Screenshot 2023-11-18 at 8 50 28 AM

This is from being run on the UCSF GPU cluster with high compute power. If run it on my local, Nimbus output one predicted full predicted FOV and then continued to hang. After interrupting the kernel and reducing batch size, the normaliation_dict from the cell above is overwritten, but 0 fovs are predicted.

Expected behavior Consistent FOV prediction on all FOVs.

To Reproduce Please either copy/paste or screenshot all of the code you ran which produced the error. In addition, copy the full error message. This has occurred when run on 400 and 800um FOVs mixed in the same tiff_dir, and when the tiff_dir contains only 400um FOVs.

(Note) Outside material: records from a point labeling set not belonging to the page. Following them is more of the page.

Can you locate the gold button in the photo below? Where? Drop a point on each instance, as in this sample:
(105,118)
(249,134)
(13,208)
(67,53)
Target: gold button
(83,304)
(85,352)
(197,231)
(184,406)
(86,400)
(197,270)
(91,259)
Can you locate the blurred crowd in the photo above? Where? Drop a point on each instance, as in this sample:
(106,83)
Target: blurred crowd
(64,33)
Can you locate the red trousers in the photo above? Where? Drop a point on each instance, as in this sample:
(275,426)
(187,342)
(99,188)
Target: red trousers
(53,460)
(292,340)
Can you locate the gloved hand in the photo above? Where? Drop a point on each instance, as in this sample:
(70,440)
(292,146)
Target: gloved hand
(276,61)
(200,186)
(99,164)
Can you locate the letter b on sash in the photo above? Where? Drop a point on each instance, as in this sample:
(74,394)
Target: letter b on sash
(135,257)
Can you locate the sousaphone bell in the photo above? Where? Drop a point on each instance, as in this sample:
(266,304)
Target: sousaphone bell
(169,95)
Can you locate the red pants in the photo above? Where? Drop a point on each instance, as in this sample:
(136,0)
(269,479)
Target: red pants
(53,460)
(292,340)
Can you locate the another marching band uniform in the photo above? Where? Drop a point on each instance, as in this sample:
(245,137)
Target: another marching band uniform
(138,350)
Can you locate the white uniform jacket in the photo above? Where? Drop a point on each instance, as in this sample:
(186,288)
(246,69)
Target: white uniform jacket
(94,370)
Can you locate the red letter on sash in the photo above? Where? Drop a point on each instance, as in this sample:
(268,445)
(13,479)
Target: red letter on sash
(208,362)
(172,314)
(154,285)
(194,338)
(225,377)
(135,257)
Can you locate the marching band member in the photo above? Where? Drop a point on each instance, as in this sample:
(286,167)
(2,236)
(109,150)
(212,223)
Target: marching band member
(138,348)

normalization_dict.json Here is the outputted normalization_dict, otherwise I have been running he notebook as is!

THank you!!

JLrumberger commented 9 months ago

Hi Whitney,

How large are the FOVs in terms of pixels? One easy way to speed up computation could be to set test_time_aug=False in the cell

nimbus = Nimbus(
    fov_paths=fov_paths,
    segmentation_naming_convention=segmentation_naming_convention,
    output_dir=nimbus_output_dir,
    exclude_channels=exclude_channels,
    save_predictions=True,
    batch_size=4,
    test_time_aug=False,
    input_shape=[1024,1024]
)

# check if all inputs are valid
nimbus.check_inputs()

Apart from that I'll re-run the pipeline a few times with my own datasets and see if I can reproduce the "running indefinitively" error. If I can't reproduce it, I could offer you to run Nimbus on your data on my device to reproduce the error and to send you the Nimbus outputs if you like. Of course, I would handle your data with care regarding security and privacy.

JLrumberger commented 9 months ago

Hi Whitney,

I had a look at your screenshot again and the cell output says Available GPUs: [], so no GPU was detected and running inference on CPU indeed takes a while. It could be that your system did not set CUDA_VISIBLE_DEVICE as an environment variable and thus tensorflow did not detect the GPU. The variable tells tensorflow which GPU to use, if it is not set, tensorflow will eventual use no GPU at all even though there are GPUs available on your HPC node. You can check if the environment variable was set before starting the notebook by typing echo $CUDA_VISIBLE_DEVICES in the shell. If it's not set, you should set it either via export CUDA_VISIBLE_DEVICES in the shell or within python via:

import os
os.environ["CUDA_VISIBLE_DEVICES"]="0"

You should set it to the GPU that you get assigned by the HPC scheduler. I hope I could help you.

whitneyt1 commented 9 months ago

Thank you so much! I didn't even notice that. I will try that! than you!!